Anyone Familiar with Using arima function with exogenous variables?
Dirk Eddelbuettel wrote:
Why don't you try simulation? Create some data under the 'null' you're trying to get to, say, y <- seq(1,n) + arima.error where arima.error could be as simple as an AR(1) or MA(1). Then estimate the model, using 90% or 95% of the data and evaluate the forecast to the retained 10% or 5%. Repeat the DGP creation, estimation, forecast evaluation steps N (say 500) times and you should have a good idea about the merits of predict.arima. Dirk
I simulated a simple model: y[t] - c = phi*(y[t-1] - c) + b*x[t] + e[t] where the errors e are i.i.d. and normal. The coefficient of x is just b=1 (x is just an increasing linear trend). I used arima.sim to simulate y with phi=0.5. There was no intercept so c = 0. When I used arima to estimate the model coefficients, the estimates are very close to what you would expect. The coefficient for x was near 1, the intercept was very close to zero, and so forth. So my problem must be in making the forecast. I would have thought the forecast for the next time point would be: y[t+1]' = c' + phi'*(y[t] - c') + b'*x[t+1] where y[t+1]' is the forecast, c' is the estimated intercept, phi' is the estimated ar coefficient, and b' is the estimated coefficient for the exogenous variable.

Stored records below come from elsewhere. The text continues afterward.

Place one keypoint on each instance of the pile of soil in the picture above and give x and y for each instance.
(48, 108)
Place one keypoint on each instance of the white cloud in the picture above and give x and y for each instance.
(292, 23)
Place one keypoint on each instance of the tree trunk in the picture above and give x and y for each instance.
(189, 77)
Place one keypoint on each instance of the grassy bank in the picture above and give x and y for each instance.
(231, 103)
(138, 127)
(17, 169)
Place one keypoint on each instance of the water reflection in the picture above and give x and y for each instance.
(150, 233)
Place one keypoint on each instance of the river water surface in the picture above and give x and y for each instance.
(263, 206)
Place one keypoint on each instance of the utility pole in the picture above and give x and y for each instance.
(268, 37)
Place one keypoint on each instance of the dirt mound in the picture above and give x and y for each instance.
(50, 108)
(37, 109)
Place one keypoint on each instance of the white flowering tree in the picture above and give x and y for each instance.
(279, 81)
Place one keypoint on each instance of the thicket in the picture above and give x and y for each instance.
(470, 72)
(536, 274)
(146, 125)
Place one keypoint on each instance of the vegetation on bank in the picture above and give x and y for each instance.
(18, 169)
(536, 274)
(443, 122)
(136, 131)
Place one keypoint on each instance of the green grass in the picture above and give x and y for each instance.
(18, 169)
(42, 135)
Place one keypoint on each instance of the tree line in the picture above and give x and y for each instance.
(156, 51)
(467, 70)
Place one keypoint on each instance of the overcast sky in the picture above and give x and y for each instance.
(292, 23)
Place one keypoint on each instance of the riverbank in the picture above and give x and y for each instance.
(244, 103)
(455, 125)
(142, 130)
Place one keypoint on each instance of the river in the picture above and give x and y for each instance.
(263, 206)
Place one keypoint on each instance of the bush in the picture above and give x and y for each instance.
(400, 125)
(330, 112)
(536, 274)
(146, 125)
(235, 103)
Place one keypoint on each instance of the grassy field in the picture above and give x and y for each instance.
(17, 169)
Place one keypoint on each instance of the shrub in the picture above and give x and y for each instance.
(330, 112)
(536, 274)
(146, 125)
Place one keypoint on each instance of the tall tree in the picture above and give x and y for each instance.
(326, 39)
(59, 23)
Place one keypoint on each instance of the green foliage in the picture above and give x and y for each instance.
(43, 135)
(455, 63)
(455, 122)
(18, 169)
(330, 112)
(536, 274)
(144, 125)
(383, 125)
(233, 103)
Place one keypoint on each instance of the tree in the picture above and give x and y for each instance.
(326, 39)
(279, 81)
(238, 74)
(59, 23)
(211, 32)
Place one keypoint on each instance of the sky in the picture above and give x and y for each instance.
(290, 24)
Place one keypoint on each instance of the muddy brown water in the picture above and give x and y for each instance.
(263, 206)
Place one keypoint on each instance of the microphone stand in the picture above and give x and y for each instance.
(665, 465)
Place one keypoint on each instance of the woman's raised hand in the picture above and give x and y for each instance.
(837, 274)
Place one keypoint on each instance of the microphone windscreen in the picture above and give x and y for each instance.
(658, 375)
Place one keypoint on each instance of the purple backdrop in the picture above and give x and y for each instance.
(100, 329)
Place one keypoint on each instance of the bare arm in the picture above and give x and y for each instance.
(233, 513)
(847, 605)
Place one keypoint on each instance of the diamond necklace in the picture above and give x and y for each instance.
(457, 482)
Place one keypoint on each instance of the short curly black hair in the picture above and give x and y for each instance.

So if I have 200 observations and I want to estimate for time t = 201, I would use y[200] and x[200] and I would have my forecast. But predict.Arima produces a different forecast (which looks more reasonable to me). If I estimate a simple AR(2) model, the same method produces exactly the forecast given by predict.Arima. I've studied predict.Arima. Unfortunately for my understanding, it uses KalmanForecast and I don't see the details. It passes the arma information to KalmanForecast, gets a prediction and to this adds the intercept and the product of the exogenous variable and corresponding estimated coefficient. What is so different by just having one exogenous variable compared to just a simple AR(1)? Rick B.